[18] Berawal dari Air Mata

Start from the beginning
                                    

Mata normal Laura menemukan seorang cewek yang memakai seragam putih abu-abu berdiri di depannya. Pundaknya naik-turun, tergugu dalam tangisannya. Rambutnya yang panjang hampir menutupi setengah wajahnya yang terlihat kacau. Meski begitu, tanpa melihat nametag pun Laura mengetahui siapa cewek ini.

"Bulan, lo kenapa?"

Laura tiba-tiba menjadi panik sendiri. Ia merogoh saku celana training, berharap menemukan sapu tangan atau tisu untuk menghapus air mata Bulan. Namun, ia tidak menemukan apapun dan hanya menggerakkan kakinya dengan panik. Jujur saja, Laura sangat payah ketika menghadapi orang yang sedang menangis, baik sekarang maupun di kehidupannya terdahulu.

"L-Lo kenapa?" tanya Laura lagi ketika Bulan tidak menjawab dan masih terus tergugu. Tangannya melayang di udara—antara ingin dan tidak ingin menyentuh Bulan.

"Ng-nggak apa-apa, Lau ...."

Jawaban itu terdengar kontras dengan wajah pucat Bulan. Saat itulah Laura ingat kenapa Bulan tidak memakai seragam olahraga di jam Penjaskes. Sebelum pelajaran dimulai tadi, Bulan meminta izin pada Pak Rasyid karena perutnya sakit—haid hari pertama katanya. Untuk itulah Pak Rasyid mengizinkan Bulan beristirahat di UKS.

Namun, yang sama sekali tidak Laura perhitungkan adalah ia yang pada akhirnya bertemu cewek ini di toilet. Takdir sepertinya memang mempermainkan nasib Laura.

Suara isakan Bulan mulai melemah. Suasana toilet yang hening menciptakan atmosfer aneh. Laura berada dalam dilema yang dalam. Jika ia mengabaikan Bulan begitu saja, di saat ia tahu apa yang baru saja terjadi, itu pasti akan terlihat sangat jahat. Namun, di satu sisi, ia adalah seorang antagonis—sudah pasti "jahat" menjadi salah satu keistimewaannya. Ditambah lagi, Laura tidak ingin membangun hubungan lebih dari teman sekelas bersama Bulan.

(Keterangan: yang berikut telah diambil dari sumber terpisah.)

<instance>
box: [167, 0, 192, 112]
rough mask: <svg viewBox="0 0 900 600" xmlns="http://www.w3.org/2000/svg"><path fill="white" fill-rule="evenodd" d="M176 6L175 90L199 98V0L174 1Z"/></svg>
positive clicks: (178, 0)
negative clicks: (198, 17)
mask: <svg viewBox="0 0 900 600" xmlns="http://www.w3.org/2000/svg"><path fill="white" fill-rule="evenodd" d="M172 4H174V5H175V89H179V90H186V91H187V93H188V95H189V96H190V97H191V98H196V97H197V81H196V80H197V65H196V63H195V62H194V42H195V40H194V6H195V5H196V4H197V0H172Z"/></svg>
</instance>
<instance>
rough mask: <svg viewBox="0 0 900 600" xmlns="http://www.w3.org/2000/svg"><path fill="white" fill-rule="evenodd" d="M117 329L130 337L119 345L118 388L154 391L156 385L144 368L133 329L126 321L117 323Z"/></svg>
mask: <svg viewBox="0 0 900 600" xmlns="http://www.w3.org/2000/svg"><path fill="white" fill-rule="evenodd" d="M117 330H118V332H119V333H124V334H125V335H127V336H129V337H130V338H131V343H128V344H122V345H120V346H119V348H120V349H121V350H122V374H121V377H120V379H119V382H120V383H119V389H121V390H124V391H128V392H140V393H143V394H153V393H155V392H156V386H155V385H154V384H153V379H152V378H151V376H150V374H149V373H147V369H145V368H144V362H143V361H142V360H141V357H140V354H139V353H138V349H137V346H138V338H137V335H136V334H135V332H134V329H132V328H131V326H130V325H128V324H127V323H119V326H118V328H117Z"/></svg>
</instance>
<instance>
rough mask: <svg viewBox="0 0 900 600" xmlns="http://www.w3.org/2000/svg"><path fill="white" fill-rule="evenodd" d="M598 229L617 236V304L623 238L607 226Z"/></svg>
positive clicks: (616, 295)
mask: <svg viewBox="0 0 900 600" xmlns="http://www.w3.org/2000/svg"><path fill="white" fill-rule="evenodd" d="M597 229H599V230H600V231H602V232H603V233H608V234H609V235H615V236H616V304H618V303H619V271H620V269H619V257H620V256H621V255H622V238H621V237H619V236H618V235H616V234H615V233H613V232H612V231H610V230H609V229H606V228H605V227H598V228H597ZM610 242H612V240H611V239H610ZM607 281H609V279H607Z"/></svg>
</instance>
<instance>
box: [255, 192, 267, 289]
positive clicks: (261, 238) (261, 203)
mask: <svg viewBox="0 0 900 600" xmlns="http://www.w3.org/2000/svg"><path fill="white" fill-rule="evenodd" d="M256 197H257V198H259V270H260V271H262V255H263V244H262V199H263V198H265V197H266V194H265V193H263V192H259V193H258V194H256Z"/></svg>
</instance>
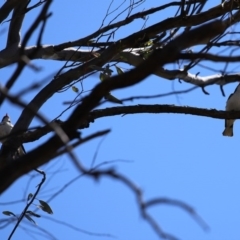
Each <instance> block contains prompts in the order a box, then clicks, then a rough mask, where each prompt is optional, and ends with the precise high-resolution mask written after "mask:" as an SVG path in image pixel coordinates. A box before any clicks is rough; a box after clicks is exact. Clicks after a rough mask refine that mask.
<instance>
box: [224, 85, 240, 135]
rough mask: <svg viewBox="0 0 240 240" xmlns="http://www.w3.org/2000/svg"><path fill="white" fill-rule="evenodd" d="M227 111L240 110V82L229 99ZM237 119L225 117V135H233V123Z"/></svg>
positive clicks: (233, 122) (237, 110) (236, 110)
mask: <svg viewBox="0 0 240 240" xmlns="http://www.w3.org/2000/svg"><path fill="white" fill-rule="evenodd" d="M226 111H240V83H239V84H238V86H237V87H236V89H235V91H234V93H232V94H231V95H230V96H229V97H228V100H227V104H226ZM234 121H235V119H225V129H224V131H223V133H222V134H223V136H228V137H232V136H233V123H234Z"/></svg>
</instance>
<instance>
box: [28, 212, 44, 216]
mask: <svg viewBox="0 0 240 240" xmlns="http://www.w3.org/2000/svg"><path fill="white" fill-rule="evenodd" d="M26 213H27V214H29V215H32V216H34V217H41V216H40V215H39V214H36V213H34V212H32V211H27V212H26Z"/></svg>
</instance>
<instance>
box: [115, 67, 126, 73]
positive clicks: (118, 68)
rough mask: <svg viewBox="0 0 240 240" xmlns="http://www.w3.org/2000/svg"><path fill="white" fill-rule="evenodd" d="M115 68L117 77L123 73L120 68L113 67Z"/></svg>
mask: <svg viewBox="0 0 240 240" xmlns="http://www.w3.org/2000/svg"><path fill="white" fill-rule="evenodd" d="M115 68H116V70H117V73H118V74H119V75H120V74H123V73H124V72H123V70H122V69H121V68H120V67H118V66H117V65H116V66H115Z"/></svg>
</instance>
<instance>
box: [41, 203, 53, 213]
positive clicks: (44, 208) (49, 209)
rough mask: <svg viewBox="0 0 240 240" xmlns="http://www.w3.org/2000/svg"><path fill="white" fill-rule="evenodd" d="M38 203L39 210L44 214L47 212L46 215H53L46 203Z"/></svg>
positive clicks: (49, 206)
mask: <svg viewBox="0 0 240 240" xmlns="http://www.w3.org/2000/svg"><path fill="white" fill-rule="evenodd" d="M38 201H39V202H40V204H41V205H40V206H39V207H40V208H41V209H42V210H43V211H44V212H47V213H49V214H53V211H52V209H51V208H50V206H49V205H48V204H47V203H46V202H44V201H43V200H38Z"/></svg>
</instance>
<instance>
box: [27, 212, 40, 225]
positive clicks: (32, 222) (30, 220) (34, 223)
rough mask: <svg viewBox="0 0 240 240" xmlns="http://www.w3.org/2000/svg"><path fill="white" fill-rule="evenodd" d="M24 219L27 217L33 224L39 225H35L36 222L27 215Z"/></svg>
mask: <svg viewBox="0 0 240 240" xmlns="http://www.w3.org/2000/svg"><path fill="white" fill-rule="evenodd" d="M24 217H26V218H27V219H28V220H29V221H30V222H32V223H34V224H35V225H37V224H36V223H35V221H34V220H33V219H32V218H31V217H30V216H29V215H27V214H25V215H24Z"/></svg>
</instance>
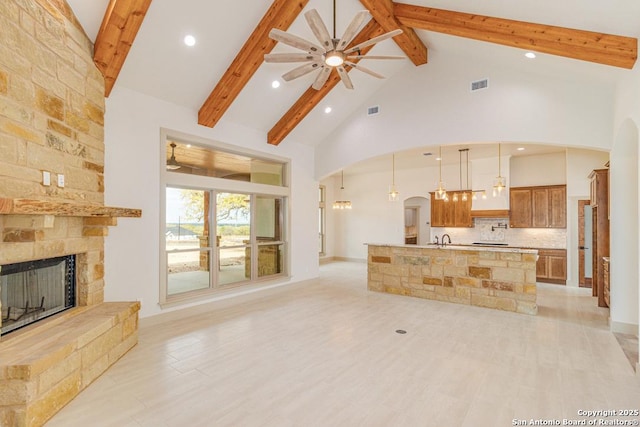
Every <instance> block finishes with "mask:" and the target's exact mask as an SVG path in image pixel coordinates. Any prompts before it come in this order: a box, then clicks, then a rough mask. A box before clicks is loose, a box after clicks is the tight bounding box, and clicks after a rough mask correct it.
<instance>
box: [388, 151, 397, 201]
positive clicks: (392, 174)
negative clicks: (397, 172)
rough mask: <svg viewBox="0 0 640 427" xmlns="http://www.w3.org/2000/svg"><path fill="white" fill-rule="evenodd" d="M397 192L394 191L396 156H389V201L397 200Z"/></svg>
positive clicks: (395, 182)
mask: <svg viewBox="0 0 640 427" xmlns="http://www.w3.org/2000/svg"><path fill="white" fill-rule="evenodd" d="M398 196H400V193H398V190H396V155H395V154H392V155H391V185H390V186H389V201H390V202H395V201H396V200H398V198H399V197H398Z"/></svg>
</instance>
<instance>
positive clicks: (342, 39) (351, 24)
mask: <svg viewBox="0 0 640 427" xmlns="http://www.w3.org/2000/svg"><path fill="white" fill-rule="evenodd" d="M370 18H371V15H370V14H369V11H368V10H361V11H360V12H358V13H357V14H356V16H354V17H353V19H352V20H351V22H350V23H349V26H348V27H347V29H346V30H345V32H344V34H343V35H342V38H341V39H340V41H339V42H338V45H337V46H336V50H338V51H343V50H344V49H345V48H346V47H347V46H349V43H351V42H352V41H353V39H354V38H355V36H356V35H357V34H358V31H360V28H362V25H364V23H365V22H366V21H367V20H368V19H370Z"/></svg>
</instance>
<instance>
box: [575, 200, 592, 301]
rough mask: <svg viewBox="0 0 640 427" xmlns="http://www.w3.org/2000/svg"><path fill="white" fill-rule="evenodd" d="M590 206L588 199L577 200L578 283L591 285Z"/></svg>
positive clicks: (590, 225) (590, 208) (580, 286)
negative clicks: (577, 239)
mask: <svg viewBox="0 0 640 427" xmlns="http://www.w3.org/2000/svg"><path fill="white" fill-rule="evenodd" d="M591 228H592V218H591V206H590V201H589V200H578V284H579V286H580V287H581V288H590V287H591V277H592V271H591V270H592V267H591V265H592V262H591Z"/></svg>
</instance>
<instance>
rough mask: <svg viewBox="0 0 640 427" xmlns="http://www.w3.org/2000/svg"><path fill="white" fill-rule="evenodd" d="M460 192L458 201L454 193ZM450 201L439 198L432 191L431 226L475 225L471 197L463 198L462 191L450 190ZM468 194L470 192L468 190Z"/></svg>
mask: <svg viewBox="0 0 640 427" xmlns="http://www.w3.org/2000/svg"><path fill="white" fill-rule="evenodd" d="M455 193H458V201H457V202H454V201H453V195H454V194H455ZM448 194H449V201H444V200H437V199H436V197H435V194H434V193H431V226H432V227H473V219H472V218H471V197H470V196H469V197H468V199H467V200H465V201H463V200H462V192H456V191H451V192H448ZM467 194H468V192H467Z"/></svg>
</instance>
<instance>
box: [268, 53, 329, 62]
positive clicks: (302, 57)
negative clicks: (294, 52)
mask: <svg viewBox="0 0 640 427" xmlns="http://www.w3.org/2000/svg"><path fill="white" fill-rule="evenodd" d="M310 61H322V56H320V55H312V54H310V53H267V54H265V55H264V62H310Z"/></svg>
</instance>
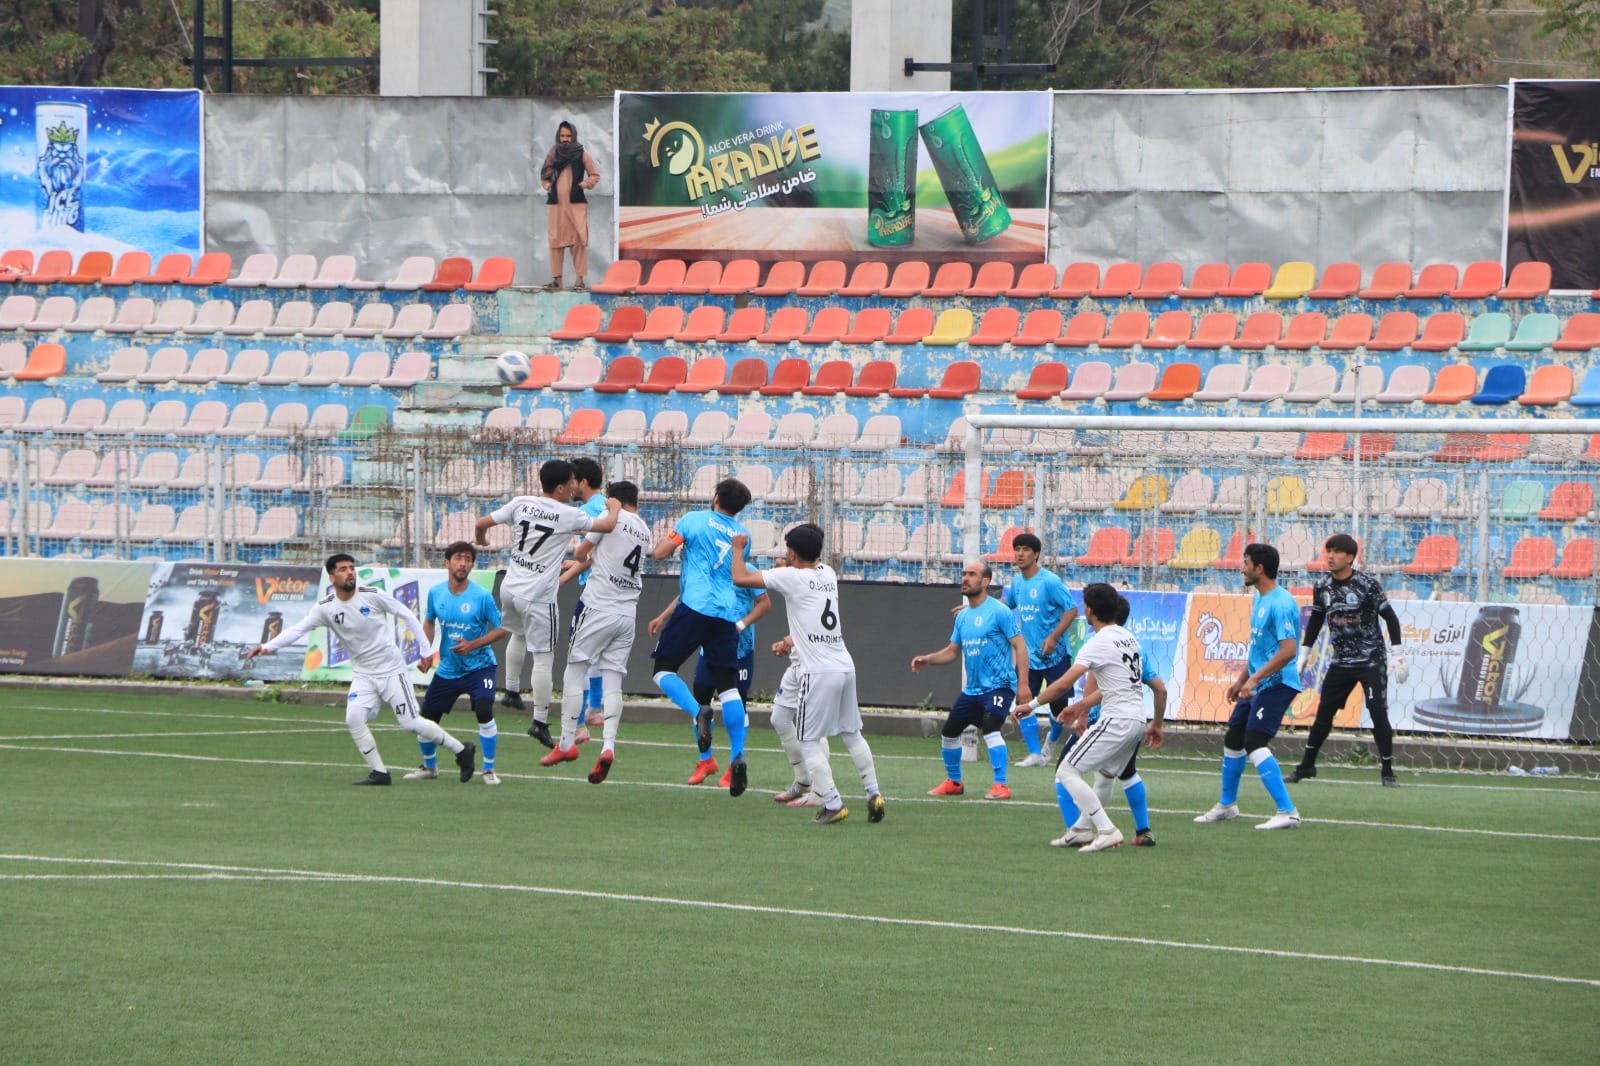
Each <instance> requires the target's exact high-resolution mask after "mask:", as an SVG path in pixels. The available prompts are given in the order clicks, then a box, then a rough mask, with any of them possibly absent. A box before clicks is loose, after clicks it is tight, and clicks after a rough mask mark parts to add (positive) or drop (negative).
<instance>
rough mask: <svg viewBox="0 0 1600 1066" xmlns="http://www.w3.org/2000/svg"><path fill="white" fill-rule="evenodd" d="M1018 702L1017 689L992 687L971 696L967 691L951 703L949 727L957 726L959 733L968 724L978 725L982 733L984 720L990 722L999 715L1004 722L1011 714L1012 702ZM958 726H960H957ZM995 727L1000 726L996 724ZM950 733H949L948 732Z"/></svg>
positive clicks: (949, 719) (964, 727)
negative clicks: (980, 693)
mask: <svg viewBox="0 0 1600 1066" xmlns="http://www.w3.org/2000/svg"><path fill="white" fill-rule="evenodd" d="M1014 703H1016V691H1014V690H1011V688H990V690H989V691H986V693H982V695H978V696H970V695H966V693H965V691H963V693H962V695H960V696H957V698H955V703H952V704H950V717H949V720H947V723H949V728H955V731H957V733H958V731H960V730H965V728H966V727H968V725H976V727H978V731H979V733H982V731H986V730H984V720H986V719H989V720H990V722H992V720H994V719H995V717H998V719H1000V720H1002V722H1003V720H1005V717H1006V715H1008V714H1011V704H1014ZM957 727H958V728H957ZM994 728H1000V727H998V725H995V727H994ZM947 735H949V733H947Z"/></svg>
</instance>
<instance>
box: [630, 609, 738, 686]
mask: <svg viewBox="0 0 1600 1066" xmlns="http://www.w3.org/2000/svg"><path fill="white" fill-rule="evenodd" d="M696 648H699V650H701V651H702V653H704V655H706V664H707V666H714V667H715V666H720V667H723V669H730V671H736V669H739V629H738V626H734V624H733V623H731V621H728V619H726V618H712V616H710V615H701V613H699V611H698V610H694V608H693V607H685V605H683V603H678V605H677V607H675V608H672V618H669V619H667V624H666V626H662V627H661V635H659V637H658V639H656V650H654V651H651V653H650V658H651V659H656V661H661V663H666V666H667V669H669V671H675V669H678V667H680V666H683V664H685V663H686V661H688V658H690V656H691V655H694V650H696Z"/></svg>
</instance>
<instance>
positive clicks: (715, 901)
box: [0, 855, 1600, 988]
mask: <svg viewBox="0 0 1600 1066" xmlns="http://www.w3.org/2000/svg"><path fill="white" fill-rule="evenodd" d="M0 861H13V863H51V864H72V866H123V868H134V869H150V868H155V869H168V871H189V872H186V874H170V876H168V877H173V879H179V880H232V879H238V880H325V882H338V884H358V885H411V887H422V888H459V890H469V892H515V893H530V895H541V896H565V898H573V900H597V901H606V903H643V904H653V906H667V908H685V909H699V911H731V912H738V914H765V916H773V917H789V919H819V920H827V922H859V924H866V925H891V927H894V925H898V927H909V928H936V930H949V932H962V933H1003V935H1010V936H1035V938H1046V940H1074V941H1088V943H1099V944H1136V946H1141V948H1158V949H1168V951H1211V952H1221V954H1230V956H1254V957H1266V959H1294V960H1304V962H1336V964H1346V965H1363V967H1384V968H1397V970H1421V972H1427V973H1448V975H1469V976H1490V978H1506V980H1515V981H1541V983H1549V984H1579V986H1584V988H1600V980H1594V978H1574V976H1563V975H1555V973H1528V972H1520V970H1490V968H1483V967H1459V965H1446V964H1438V962H1418V960H1411V959H1374V957H1370V956H1333V954H1322V952H1309V951H1282V949H1277V948H1248V946H1238V944H1210V943H1195V941H1184V940H1157V938H1152V936H1114V935H1107V933H1086V932H1082V930H1048V928H1024V927H1018V925H986V924H976V922H939V920H933V919H906V917H891V916H885V914H853V912H846V911H814V909H802V908H776V906H762V904H752V903H720V901H712V900H682V898H675V896H648V895H638V893H621V892H594V890H582V888H555V887H549V885H518V884H494V882H472V880H443V879H435V877H387V876H368V874H352V872H344V871H307V869H280V868H261V866H219V864H211V863H149V861H123V860H104V858H94V860H85V858H64V856H50V855H0ZM45 877H46V879H51V880H56V879H66V877H53V876H45ZM147 877H149V876H141V874H115V876H110V877H109V879H112V880H133V879H147ZM32 879H37V876H32V874H22V876H11V874H3V876H0V880H32ZM78 879H80V880H104V879H107V877H106V876H98V874H83V876H78Z"/></svg>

Gila lo, Lau! Di mana hati nurani lo?!

Dada Laura berbisik sinis. Sebenarnya sangat mudah bagi Laura untuk melarikan diri. Ia bisa memanfaatkan hati lembut Bulan dan mengatakan ia harus kembali ke lapangan—walaupun jam pelajaran sudah habis. Namun, hati Laura merasa tidak nyaman. Kebisuan Bulan dan sisa air mata yang terlihat jelas di kedua matanya seolah menahan langkah Laura.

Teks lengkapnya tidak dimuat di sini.